When combined with previous results that were obtained with single CB1 or CB2 knockout mice and after administration of the selective blockers AM251 (for CB1) and AM630 (for CB2), our current findings suggest that CB1 and CB2 receptors have distinct roles in bone homeostasis and their combined inhibition protects against age-related bone loss primarily by inhibiting bone destruction by osteoclasts.
Whilst it remains to be seen whether targeting both cannabinoid receptors would be of any use in the treatment of osteoporosis in the clinic, this model allowed us to conclude that blockade of individual CB1 or CB2 – but not both – receptors in aging mice may be detrimental.
Preclinical Models to Assess the Role of Cannabinoids in Cancer Exist – but they can be improved
Metastatic cancer is aggressive and many terminally ill cancer patients are suffering from cancer-related pain. The majority of complications associated with metastatic cancers such as breast and prostate cancer following conventional therapies are a result of the metastatic spread of cells to the skeleton.
Bone damage and bone pain are also serious complications in these patients and in patients with primary bone cancers such as osteosarcoma. Thus, treatments aimed at blocking bone metastasis, reducing bone damage and attenuating bone pain would prove to be beneficial in advanced cancer patients suffering from a cancer-associated bone disease.
The body’s own cannabinoid system plays a key role in the growth and metastasis of cancer cells and synthetic cannabinoids have been known to alleviate pain in mouse models of cancer-induced bone damage.
There are however reports of data from other cancers that conflict with these findings and showed that some cannabinoids exert pro-cancer effects at different doses under certain experimental conditions. These reports coupled with the adverse psychoactive effects observed in cannabis users and those that have been reported in patients treated with the cannabinoid agent Acomplia® (Rimonabant®) have slowed the progress of the developing cannabis-based pharmaceutical drugs.
A Clear understanding of the role of exogenous and endogenous cannabinoids in cancer and therapeutic exploitation of this knowledge is likely to lead to the development of a cannabinoid-based therapy that could be of value in the treatment of metastatic cancer.

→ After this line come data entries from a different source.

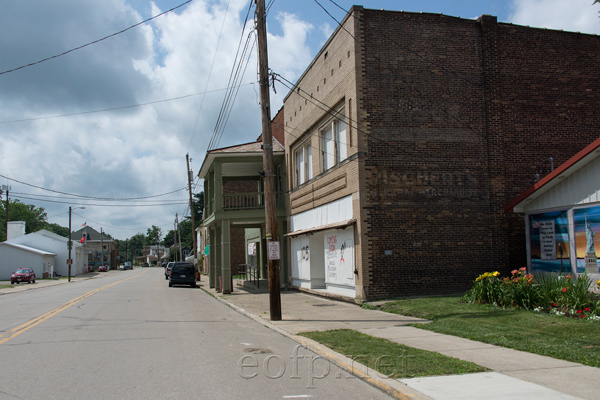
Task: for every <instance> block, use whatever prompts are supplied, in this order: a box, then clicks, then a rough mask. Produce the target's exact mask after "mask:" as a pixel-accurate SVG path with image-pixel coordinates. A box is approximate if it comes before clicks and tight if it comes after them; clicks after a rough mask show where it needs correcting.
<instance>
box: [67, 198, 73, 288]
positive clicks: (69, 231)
mask: <svg viewBox="0 0 600 400" xmlns="http://www.w3.org/2000/svg"><path fill="white" fill-rule="evenodd" d="M67 247H69V259H68V260H67V264H69V282H71V264H72V263H73V260H72V259H71V249H72V248H73V240H72V238H71V207H69V243H68V244H67Z"/></svg>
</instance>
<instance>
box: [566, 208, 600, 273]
mask: <svg viewBox="0 0 600 400" xmlns="http://www.w3.org/2000/svg"><path fill="white" fill-rule="evenodd" d="M573 219H574V224H575V247H576V249H577V272H578V273H583V272H588V273H594V274H597V273H598V271H599V270H598V259H597V257H596V249H597V248H598V246H597V245H598V243H597V241H598V240H599V238H598V237H597V236H598V235H596V233H597V232H598V230H599V229H600V207H587V208H578V209H576V210H573Z"/></svg>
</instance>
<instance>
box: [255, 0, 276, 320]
mask: <svg viewBox="0 0 600 400" xmlns="http://www.w3.org/2000/svg"><path fill="white" fill-rule="evenodd" d="M256 32H257V36H258V69H259V76H260V106H261V114H262V137H263V170H264V171H263V173H264V186H265V224H266V236H267V254H268V257H267V258H268V264H267V265H268V267H269V305H270V311H271V321H281V293H280V283H279V260H271V258H272V257H271V256H270V255H271V251H270V250H271V246H272V245H275V246H279V241H278V239H279V236H278V235H277V210H276V206H275V190H274V187H275V180H274V177H275V174H274V173H273V138H272V133H271V111H270V107H271V105H270V99H269V55H268V53H267V23H266V11H265V0H256Z"/></svg>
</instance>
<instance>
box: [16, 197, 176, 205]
mask: <svg viewBox="0 0 600 400" xmlns="http://www.w3.org/2000/svg"><path fill="white" fill-rule="evenodd" d="M13 198H15V199H26V200H35V201H45V202H48V203H60V204H72V205H74V206H95V207H159V206H178V205H182V204H185V201H178V202H171V203H153V204H148V203H142V204H95V203H78V204H73V202H72V201H60V200H46V199H40V198H33V197H27V196H13Z"/></svg>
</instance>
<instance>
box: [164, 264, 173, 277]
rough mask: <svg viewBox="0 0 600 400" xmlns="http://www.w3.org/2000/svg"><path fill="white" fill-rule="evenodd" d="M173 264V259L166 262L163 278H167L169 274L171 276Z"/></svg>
mask: <svg viewBox="0 0 600 400" xmlns="http://www.w3.org/2000/svg"><path fill="white" fill-rule="evenodd" d="M173 264H175V263H174V262H173V261H171V262H170V263H167V266H166V267H165V279H169V276H171V268H173Z"/></svg>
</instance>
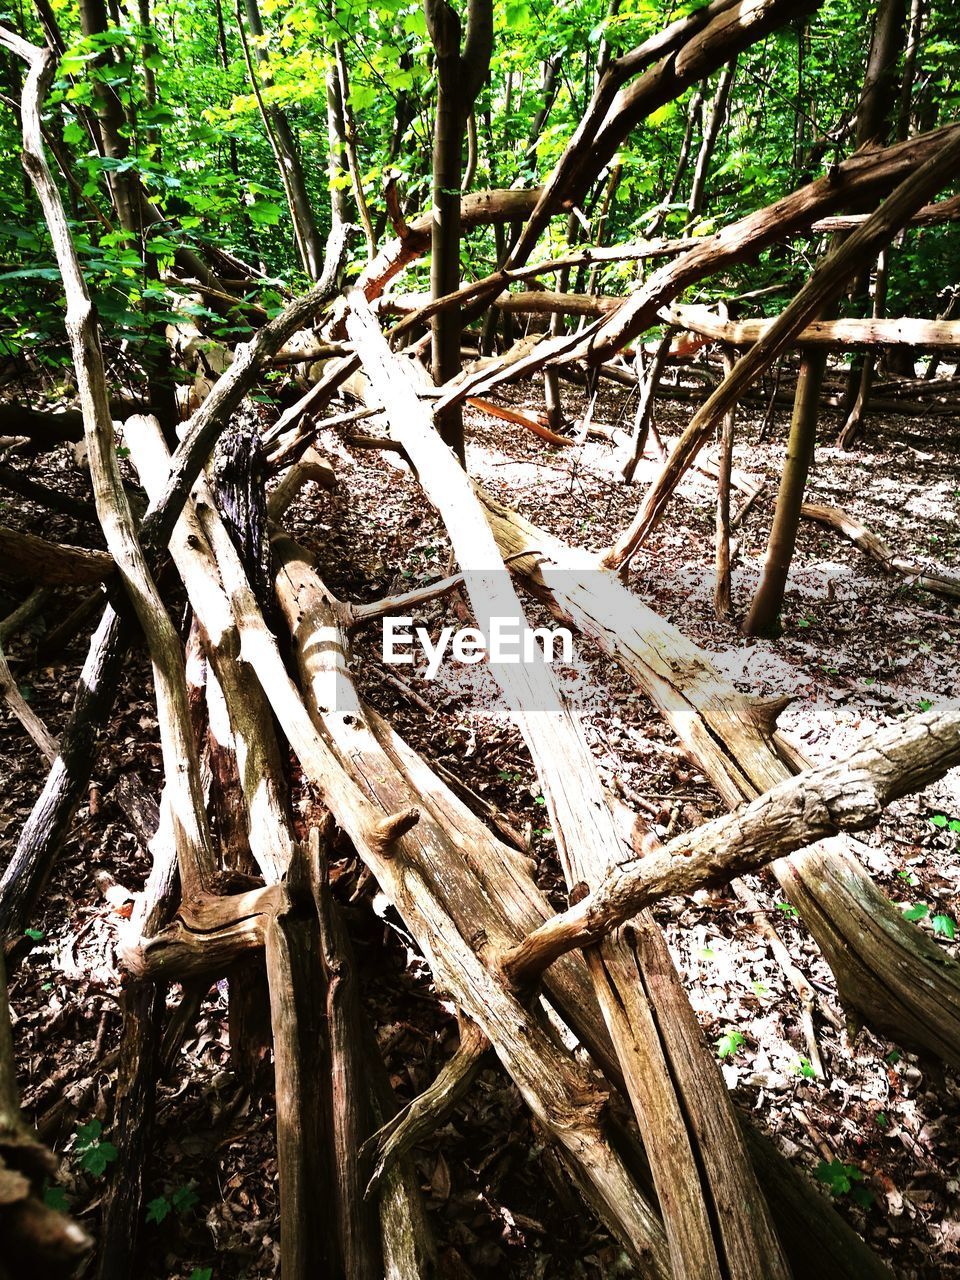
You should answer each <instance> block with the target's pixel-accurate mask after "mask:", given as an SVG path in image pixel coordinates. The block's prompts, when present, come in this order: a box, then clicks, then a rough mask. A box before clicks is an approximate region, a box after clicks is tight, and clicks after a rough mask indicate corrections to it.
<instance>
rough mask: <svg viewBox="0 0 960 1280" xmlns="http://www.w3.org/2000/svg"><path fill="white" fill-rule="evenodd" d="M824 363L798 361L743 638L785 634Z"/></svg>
mask: <svg viewBox="0 0 960 1280" xmlns="http://www.w3.org/2000/svg"><path fill="white" fill-rule="evenodd" d="M826 365H827V357H826V355H824V353H823V352H810V351H804V353H803V357H801V360H800V376H799V378H797V383H796V401H795V403H794V419H792V421H791V424H790V439H788V442H787V456H786V461H785V463H783V474H782V476H781V480H780V493H778V494H777V509H776V513H774V516H773V525H772V526H771V535H769V540H768V543H767V557H765V559H764V564H763V577H762V579H760V585H759V586H758V588H756V594H755V595H754V602H753V604H751V607H750V613H749V614H748V617H746V621H745V622H744V634H745V635H749V636H759V635H767V636H771V635H773V636H776V635H780V631H781V623H780V611H781V608H782V607H783V591H785V590H786V585H787V573H788V572H790V562H791V559H792V558H794V547H795V545H796V531H797V527H799V525H800V507H801V504H803V500H804V489H805V486H806V476H808V472H809V470H810V463H812V462H813V453H814V445H815V442H817V419H818V412H819V401H820V385H822V383H823V374H824V370H826Z"/></svg>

Most cannabinoid-related cancer studies reported in the literature have been carried out using chemicals that often target both CB1 and CB2 as well as multiple other receptors and exert a myriad of off-target pharmacological effects. Our laboratory at the University of Sheffield is currently developing a number of genetically-modified mice in which a combination of key components of the body’s own cannabinoid system was genetically silenced or depleted in the brain and/or peripheral organs. The use of these preclinical models to examine the role of the cannabinoid system in cancer will advance our knowledge about the basic mechanism(s) by which this ancient herb exerts its biological effects.
Such studies are also invaluable because they will enable researchers to establish once and for all if the conflicting medicinal and harmful effects of a number of cannabis preparations reported in scientific journals and media were mediated via their action on the body’s own cannabinoid system. Furthermore, examining the therapeutic effects associated with cannabis preparations – whether natural or synthetic – in such models will pave the path to the development of a safer cannabis-based therapy for the treatment of various human diseases.
This study, Combined deficiency of the Cnr1 and Cnr2 receptors protects against age-related bone loss by osteoclast inhibition was recently published in the journal Aging Cell.